We have paid this for years because the council will not do it.


----------



## ajapale (9 Apr 2012)

roker said:


> We have paid this for years because the council will not do it.



Roker,

Who owns the the "_green area across the road_"? When you say "_green belt_" what do you mean by this?

aj


----------



## roker (10 Apr 2012)

Its the other side of the street across the road, grassed the full length of the street, presumably the council own it, we don't


----------



## demoivre (12 Apr 2012)

I'm not in favour of paying property type taxes to fund local services whose costs are augmented by salaries like these and where gross incompetence is not penalised.


----------



## Guns N Roses (12 Apr 2012)

roker said:


> Its the other side of the street across the road, grassed the full length of the street, presumably the council own it, we don't


 
If you don't own it then why are you paying for it to be cut?


----------



## roker (13 Apr 2012)

To keep our street lookng decent.


----------



## truthseeker (13 Apr 2012)

That sounds like a lot of money roker.

How big is the grass strip, how many residents contribute, how many times is it cut, who decides how to hire whoever cuts it?

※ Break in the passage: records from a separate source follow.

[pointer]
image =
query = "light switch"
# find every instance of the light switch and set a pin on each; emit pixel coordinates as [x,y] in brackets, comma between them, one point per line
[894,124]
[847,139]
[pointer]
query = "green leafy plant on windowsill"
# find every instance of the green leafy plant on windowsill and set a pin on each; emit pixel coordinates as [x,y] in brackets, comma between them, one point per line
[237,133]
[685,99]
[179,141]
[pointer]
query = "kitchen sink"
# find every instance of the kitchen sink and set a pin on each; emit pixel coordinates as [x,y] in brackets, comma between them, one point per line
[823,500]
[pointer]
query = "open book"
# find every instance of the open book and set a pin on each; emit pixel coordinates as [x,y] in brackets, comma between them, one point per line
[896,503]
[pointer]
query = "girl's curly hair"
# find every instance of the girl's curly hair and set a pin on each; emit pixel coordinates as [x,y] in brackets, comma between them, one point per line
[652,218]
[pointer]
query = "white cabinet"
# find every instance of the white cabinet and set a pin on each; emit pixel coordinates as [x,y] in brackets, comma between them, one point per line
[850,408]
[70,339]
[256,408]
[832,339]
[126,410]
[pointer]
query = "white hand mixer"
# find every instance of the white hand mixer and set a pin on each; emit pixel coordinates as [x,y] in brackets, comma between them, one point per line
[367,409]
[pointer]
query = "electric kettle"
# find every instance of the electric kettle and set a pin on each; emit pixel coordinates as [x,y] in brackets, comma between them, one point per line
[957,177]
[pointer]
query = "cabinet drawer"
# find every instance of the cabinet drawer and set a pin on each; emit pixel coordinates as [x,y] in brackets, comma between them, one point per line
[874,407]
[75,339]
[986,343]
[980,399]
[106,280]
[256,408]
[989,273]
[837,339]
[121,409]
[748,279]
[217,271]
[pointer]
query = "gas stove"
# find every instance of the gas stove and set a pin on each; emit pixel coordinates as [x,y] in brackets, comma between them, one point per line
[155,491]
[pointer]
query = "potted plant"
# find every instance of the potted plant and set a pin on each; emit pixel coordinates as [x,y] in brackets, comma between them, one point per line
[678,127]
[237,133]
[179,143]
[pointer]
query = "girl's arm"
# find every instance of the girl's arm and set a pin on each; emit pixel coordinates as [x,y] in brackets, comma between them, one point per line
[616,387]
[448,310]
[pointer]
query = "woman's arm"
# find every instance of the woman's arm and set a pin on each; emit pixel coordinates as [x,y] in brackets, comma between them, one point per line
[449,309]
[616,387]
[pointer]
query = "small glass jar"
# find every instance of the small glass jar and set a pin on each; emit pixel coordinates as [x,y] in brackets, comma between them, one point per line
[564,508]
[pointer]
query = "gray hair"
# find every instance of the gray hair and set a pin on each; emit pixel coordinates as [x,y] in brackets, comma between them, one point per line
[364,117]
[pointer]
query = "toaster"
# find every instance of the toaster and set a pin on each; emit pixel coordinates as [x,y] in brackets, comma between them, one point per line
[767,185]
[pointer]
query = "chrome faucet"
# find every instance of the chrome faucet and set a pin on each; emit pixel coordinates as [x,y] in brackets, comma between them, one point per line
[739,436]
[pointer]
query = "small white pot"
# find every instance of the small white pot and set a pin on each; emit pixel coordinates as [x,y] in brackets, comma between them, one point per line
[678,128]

When I was young there was a green belt in our estate that the council refused to cut one year and the residents association got together and cut it themselves. There was a few hours work in it for 10 or 12 people - it was a large odd shaped field - not like what you describe. Its a possibility for you instead of the 100 per resident (which seems far too much for one strip of grass).


----------



## Odea (14 Apr 2012)

The road sweeper van passed my house yesterday cleaning the kerbside. (Dun Laoghaire Rathdown). One guy in van driving and one guy with brush supposed to be sweeping dirt from footpaths in to kerbside. Guy with brush not doing his job. Storm drains are completly clogged up. It would take him a minute to open drain and shovel out dirt so van could sweep it up or use the big suction hose on side of van to suck up dirt.  These guys are not doing their job properly.


----------



## roker (14 Apr 2012)

Like the 2 council workers, one was digging holes in a row, and the other was following him filling the hole in again.
When asked by someone what they were doing, the answer was that the guy in between who puts the trees in the hole is off today.


----------



## Shawady (16 Apr 2012)

Water charges are going to be seperate to the household charge and it looks like we'll have to pay for the meters to be installed also, which could be 3 times the cost of the household charge.

http://www.irishexaminer.com/ireland/home-owners-to-pay-for-water-meters-190685.html


----------